Wednesday, December 22, 2010

Taking Advice from Richard Diebenkorn and David Ohlerking

Current State of Commission after changes, 12/22/10
I'm currently working til the bitter deadline to finish a Christmas commission. Painting commissions first of all are challenging just in the fact that you are trying to please someone else. This one is also trying because it's all from photo reference and I'm trying to pull a lot of different ideas together into one piece.

My mission: to commemorate a client's culinary food tour in Italy, from photos supplied, and some key points mentioned by the client, and to work within the scale / dimensions agreed upon.

Page from my sketchbook featuring the selected sketch (top)

Ok, so the aspects gleaned from my conversation with the client were the factors of Mt. Vesuvius always being in view throughout their trip, the amazing pizza, and all the fresh produce and fish. So I went to work on the composition my client selected, but as I've been working in actual scale with paint and color, I'm not happy about how the lower portion is working out.
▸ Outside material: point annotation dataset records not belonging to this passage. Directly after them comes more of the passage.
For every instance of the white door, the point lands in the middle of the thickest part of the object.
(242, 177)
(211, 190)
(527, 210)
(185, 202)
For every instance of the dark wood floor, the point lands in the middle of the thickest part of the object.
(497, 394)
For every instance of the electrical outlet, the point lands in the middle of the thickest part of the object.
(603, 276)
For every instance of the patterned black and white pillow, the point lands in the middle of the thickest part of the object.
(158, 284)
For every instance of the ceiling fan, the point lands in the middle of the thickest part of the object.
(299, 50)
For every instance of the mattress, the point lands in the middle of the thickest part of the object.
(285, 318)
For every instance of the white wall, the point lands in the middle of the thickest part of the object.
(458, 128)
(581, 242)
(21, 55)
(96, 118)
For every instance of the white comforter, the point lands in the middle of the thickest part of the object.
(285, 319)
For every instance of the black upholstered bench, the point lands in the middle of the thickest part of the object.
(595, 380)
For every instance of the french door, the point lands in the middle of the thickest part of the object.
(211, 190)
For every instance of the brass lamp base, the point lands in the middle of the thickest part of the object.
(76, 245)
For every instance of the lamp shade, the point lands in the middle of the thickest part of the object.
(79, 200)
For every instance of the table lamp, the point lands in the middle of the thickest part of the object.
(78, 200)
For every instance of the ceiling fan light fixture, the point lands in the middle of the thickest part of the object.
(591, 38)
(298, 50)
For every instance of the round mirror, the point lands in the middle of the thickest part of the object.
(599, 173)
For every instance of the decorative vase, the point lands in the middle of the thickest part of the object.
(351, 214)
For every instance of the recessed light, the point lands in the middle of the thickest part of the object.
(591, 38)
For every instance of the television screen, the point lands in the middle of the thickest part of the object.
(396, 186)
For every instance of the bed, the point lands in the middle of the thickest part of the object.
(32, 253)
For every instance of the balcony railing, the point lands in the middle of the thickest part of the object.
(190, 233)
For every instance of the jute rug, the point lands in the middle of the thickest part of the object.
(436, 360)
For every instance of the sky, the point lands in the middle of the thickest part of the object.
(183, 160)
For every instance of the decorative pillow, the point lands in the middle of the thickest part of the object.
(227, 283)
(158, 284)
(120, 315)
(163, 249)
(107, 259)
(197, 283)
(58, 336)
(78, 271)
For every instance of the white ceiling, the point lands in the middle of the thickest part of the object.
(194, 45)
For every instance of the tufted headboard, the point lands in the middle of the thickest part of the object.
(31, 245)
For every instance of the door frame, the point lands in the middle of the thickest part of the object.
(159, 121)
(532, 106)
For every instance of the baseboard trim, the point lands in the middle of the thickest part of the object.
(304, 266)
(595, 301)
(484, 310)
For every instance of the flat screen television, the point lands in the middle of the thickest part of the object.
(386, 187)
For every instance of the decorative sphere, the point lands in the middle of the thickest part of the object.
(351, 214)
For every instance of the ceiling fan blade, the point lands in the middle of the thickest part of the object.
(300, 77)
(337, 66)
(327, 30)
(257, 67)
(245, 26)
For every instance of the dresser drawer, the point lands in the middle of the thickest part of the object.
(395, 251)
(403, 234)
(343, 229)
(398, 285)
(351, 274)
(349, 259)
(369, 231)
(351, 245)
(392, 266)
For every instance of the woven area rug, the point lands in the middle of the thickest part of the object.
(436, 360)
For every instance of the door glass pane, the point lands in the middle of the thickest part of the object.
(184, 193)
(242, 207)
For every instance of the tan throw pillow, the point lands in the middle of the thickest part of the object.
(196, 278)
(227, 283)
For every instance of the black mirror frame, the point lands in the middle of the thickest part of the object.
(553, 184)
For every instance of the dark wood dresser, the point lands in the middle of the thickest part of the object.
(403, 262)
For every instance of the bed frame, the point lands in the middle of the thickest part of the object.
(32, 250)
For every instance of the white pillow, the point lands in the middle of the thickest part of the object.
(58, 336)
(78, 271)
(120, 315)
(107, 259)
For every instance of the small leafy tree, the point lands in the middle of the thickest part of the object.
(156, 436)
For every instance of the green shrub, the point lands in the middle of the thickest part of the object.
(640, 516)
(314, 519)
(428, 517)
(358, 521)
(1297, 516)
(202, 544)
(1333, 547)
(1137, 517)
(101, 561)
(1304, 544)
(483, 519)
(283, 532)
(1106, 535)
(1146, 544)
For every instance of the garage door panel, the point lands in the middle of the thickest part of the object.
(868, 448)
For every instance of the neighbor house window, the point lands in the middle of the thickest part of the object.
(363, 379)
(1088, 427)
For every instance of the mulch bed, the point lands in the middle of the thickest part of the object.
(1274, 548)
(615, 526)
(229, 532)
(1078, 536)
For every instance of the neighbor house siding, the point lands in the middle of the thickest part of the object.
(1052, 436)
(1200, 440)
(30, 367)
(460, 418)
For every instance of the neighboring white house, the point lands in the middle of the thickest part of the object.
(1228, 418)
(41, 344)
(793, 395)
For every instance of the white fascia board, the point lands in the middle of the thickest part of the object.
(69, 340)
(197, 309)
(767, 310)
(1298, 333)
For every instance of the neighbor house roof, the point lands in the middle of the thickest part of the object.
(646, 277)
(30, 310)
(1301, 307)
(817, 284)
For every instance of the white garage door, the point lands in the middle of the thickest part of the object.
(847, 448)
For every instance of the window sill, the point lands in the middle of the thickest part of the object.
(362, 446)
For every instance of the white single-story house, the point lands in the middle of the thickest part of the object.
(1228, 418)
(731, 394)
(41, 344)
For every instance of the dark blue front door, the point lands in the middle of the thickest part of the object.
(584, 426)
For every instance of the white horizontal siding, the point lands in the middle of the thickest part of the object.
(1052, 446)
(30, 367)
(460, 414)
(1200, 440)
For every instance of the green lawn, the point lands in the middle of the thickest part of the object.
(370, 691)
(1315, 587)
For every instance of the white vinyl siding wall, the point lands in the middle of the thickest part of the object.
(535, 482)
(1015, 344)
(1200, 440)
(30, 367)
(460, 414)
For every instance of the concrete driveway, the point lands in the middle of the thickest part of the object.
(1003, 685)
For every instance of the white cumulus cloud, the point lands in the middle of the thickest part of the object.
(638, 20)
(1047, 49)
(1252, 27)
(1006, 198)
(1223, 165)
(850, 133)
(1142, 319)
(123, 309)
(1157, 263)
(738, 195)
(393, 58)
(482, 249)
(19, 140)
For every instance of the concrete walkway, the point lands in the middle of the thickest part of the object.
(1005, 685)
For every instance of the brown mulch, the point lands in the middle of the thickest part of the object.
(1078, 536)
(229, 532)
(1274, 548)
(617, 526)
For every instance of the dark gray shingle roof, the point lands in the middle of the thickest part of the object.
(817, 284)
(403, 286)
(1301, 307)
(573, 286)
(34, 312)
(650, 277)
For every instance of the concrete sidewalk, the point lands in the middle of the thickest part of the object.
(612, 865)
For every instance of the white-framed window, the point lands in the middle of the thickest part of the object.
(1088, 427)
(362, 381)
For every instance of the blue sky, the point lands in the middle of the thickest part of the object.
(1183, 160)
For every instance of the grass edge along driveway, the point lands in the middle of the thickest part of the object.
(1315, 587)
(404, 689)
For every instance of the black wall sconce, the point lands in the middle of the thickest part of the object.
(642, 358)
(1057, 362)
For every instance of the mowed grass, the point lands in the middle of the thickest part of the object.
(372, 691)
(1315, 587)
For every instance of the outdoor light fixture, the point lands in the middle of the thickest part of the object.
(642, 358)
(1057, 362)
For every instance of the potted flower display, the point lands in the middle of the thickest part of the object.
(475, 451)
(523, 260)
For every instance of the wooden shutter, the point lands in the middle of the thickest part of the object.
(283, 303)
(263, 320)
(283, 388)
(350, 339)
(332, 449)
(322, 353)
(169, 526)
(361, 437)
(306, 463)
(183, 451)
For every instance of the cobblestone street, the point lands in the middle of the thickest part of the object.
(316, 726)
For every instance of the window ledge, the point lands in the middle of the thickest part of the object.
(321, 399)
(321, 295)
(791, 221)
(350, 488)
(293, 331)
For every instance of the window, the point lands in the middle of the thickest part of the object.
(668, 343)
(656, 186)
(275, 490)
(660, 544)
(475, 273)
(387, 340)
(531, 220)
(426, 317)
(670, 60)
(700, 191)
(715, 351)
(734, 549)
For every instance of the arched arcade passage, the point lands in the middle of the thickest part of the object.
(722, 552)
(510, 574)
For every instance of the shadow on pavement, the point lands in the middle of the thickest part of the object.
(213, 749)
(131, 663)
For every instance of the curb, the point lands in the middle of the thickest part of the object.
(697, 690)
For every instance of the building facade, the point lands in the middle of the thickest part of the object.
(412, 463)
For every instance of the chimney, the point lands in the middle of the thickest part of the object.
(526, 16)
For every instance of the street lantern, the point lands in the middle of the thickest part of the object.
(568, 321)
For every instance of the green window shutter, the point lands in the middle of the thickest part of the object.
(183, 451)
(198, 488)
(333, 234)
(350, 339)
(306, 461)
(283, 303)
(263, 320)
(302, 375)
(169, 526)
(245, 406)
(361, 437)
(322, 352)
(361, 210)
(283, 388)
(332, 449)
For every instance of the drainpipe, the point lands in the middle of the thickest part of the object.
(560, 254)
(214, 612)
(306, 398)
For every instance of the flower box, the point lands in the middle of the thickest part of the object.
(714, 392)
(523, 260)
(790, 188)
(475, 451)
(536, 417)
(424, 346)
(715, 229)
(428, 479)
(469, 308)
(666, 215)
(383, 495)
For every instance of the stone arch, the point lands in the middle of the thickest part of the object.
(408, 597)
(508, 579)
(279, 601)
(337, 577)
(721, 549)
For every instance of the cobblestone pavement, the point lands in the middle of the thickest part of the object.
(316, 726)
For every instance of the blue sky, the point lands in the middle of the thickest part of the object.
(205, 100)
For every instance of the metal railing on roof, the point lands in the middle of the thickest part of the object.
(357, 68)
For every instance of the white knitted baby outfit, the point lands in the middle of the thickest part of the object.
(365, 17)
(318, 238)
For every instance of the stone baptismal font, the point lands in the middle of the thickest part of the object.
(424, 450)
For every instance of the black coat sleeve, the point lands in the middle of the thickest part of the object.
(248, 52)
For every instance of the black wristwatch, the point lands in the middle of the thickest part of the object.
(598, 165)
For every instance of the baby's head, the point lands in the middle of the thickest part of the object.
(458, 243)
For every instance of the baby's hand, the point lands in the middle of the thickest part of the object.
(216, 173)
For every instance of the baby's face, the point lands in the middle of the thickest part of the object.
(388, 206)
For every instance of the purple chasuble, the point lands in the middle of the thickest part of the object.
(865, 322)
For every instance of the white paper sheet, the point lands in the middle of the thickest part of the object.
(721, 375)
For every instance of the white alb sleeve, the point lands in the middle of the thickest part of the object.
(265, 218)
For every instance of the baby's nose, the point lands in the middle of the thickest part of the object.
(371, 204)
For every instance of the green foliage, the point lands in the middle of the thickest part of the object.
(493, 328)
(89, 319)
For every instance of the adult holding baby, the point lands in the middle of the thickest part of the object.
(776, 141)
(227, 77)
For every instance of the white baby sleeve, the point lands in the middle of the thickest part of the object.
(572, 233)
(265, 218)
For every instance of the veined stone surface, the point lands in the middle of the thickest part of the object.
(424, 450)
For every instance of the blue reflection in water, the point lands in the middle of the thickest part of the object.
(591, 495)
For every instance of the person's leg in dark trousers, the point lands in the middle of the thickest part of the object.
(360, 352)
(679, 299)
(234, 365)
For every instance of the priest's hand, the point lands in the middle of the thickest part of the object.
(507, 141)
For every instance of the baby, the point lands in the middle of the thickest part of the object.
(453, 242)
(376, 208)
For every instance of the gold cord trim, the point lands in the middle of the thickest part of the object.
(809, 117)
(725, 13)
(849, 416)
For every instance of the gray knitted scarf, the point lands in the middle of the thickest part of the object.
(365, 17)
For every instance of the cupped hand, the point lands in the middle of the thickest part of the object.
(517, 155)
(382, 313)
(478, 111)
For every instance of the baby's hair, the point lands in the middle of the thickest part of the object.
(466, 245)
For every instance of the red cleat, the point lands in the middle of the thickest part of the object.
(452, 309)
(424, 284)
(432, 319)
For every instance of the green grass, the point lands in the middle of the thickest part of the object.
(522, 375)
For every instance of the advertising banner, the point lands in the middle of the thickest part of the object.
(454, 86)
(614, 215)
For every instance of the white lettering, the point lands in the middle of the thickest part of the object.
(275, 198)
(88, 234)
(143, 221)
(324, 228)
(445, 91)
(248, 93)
The scale just wasn't working for me; all the produce appearing much smaller than the pizza itself just didn't seem right to me.

In Progress Painting, 12/21/10
So, after feeling a few moments of frustration, I looked at some of the work by TraillWorks' exhibiting artist, David Ohlerking, then went and read the notes on starting a painting by Richard Diebenkorn reminding me about the importance of moving past pretty, destroying things, and starting again. This brought me back to the point of the process of painting, making the painting work. I returned to my easel, scraped away most of the bottom portion and started again, changing scale, painting directly over the streaked remaining paint. Already I'm happier with the direction.The first image in the post is the current state, as of this evening. This must be done by Friday, my plan is to finish tomorrow.